Background Chlamydia trachomatis (chlamydia) is an important cause of pelvic inflammatory disease (PID). Preventing PID is a main objective of chlamydia screening. There are many uncertainties about how and when bacteria spread from lower to upper genital tract. The potential impact of screening and treatment, which could interrupt ascending infection, might be affected by the timing of development of PID. Models are often used to investigate the potential impact of screening strategies on PID and should therefore include information about the timing of progression. We conducted a systematic review to determine how the progression from chlamydia to PID is described in mathematical models.
Methods We searched four electronic databases using search terms related to mathematical models and PID from the earliest date to 19 October 2009 without language restrictions. Eligible publications included progression from chlamydia to PID either using a decision tree or a mathematical model. We extracted information about how authors conceptualised the dynamics of chlamydia infection and the development of PID, and assumptions about rates of progression.
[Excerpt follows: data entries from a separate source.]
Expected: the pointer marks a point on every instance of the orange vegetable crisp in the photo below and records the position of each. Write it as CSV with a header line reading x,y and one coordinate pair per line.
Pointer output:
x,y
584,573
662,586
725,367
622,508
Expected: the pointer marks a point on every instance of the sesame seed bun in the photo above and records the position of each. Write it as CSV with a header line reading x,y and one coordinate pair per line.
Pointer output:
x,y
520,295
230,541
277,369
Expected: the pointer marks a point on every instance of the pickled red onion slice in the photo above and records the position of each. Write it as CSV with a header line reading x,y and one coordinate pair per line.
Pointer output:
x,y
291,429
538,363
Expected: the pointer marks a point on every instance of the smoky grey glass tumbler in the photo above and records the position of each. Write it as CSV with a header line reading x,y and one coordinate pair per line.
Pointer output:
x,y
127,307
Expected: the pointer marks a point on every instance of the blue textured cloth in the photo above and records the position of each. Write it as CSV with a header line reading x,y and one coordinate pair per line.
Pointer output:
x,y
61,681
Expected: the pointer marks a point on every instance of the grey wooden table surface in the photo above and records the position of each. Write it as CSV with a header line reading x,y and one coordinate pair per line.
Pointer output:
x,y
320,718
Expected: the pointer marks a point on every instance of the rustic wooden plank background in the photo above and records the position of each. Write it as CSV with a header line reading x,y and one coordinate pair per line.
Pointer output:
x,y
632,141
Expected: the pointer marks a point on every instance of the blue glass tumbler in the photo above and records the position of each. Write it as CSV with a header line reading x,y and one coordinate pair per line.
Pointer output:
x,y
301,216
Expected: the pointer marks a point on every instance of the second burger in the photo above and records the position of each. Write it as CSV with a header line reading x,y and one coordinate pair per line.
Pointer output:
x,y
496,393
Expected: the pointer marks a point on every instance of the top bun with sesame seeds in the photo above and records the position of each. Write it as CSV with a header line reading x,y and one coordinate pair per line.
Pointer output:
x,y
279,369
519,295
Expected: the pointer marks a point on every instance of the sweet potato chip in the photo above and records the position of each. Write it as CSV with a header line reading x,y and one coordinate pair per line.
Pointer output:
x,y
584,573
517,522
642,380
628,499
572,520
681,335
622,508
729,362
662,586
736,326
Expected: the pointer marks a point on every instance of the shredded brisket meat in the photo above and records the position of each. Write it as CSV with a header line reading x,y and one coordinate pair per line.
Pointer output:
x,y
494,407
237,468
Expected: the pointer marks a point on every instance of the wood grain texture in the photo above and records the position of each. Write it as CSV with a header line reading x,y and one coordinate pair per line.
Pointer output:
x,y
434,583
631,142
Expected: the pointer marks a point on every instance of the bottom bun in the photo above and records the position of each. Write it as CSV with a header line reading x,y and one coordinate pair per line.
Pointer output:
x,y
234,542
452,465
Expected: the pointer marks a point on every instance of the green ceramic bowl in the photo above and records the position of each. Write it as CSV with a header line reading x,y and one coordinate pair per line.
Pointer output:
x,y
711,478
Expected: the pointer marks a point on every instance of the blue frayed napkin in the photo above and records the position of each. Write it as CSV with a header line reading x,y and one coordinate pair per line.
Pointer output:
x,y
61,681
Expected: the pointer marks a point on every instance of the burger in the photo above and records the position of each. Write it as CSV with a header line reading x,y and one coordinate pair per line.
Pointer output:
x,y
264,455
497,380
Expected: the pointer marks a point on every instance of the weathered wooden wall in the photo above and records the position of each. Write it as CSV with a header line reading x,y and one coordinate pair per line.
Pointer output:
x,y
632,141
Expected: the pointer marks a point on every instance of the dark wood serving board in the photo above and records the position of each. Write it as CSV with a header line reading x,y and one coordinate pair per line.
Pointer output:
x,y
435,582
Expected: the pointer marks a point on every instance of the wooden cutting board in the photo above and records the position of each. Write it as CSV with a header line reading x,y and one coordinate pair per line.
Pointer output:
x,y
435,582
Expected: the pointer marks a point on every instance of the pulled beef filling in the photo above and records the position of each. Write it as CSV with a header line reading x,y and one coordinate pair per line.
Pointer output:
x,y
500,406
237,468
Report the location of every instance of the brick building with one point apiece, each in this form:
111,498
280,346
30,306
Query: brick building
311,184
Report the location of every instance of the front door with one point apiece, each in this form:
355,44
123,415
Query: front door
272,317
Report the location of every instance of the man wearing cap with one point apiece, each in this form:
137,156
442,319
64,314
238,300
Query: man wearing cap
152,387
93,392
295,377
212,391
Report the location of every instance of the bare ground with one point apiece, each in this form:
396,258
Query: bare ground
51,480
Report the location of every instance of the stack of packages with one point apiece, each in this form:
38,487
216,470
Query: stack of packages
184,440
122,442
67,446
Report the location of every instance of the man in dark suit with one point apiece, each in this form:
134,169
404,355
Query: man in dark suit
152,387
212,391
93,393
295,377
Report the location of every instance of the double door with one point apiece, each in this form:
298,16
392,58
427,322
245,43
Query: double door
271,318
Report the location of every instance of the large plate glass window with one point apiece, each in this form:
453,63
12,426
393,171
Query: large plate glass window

Results We identified 41 unique publications about chlamydia infection; 28 of these included PID in a static decision tree. The average percentage of women developing PID in decision analyses was 22.9% (range 10–35%, n=26). For five publications it was not clear how the described model worked. The other eight publications described progression from chlamydia infection to PID dynamically. Of these, two models incorporated PID as a state in a Markov-chain model, four used compartmental models and two used individual-based models. Explicit statements about model structure included the possibility that PID can occur uniformly during a woman's infection, that tubal damage occurs in the second half of the chlamydia infection, and that the model had the ability to vary PID development time. Twenty-eight publications did not mention the stage during a chlamydia infection that progression to PID happens.
Conclusion Most modelling studies do not consider dynamic aspects of C trachomatis transmission and the timing of progression to PID. The mechanisms proposed in studies that made explicit statements could be compared to examine the impact of screening. We suggest that explicit statements about the timing and rates of progression would help improve understanding of the pathogenesis of chlamydial complications and the potential effects of screening.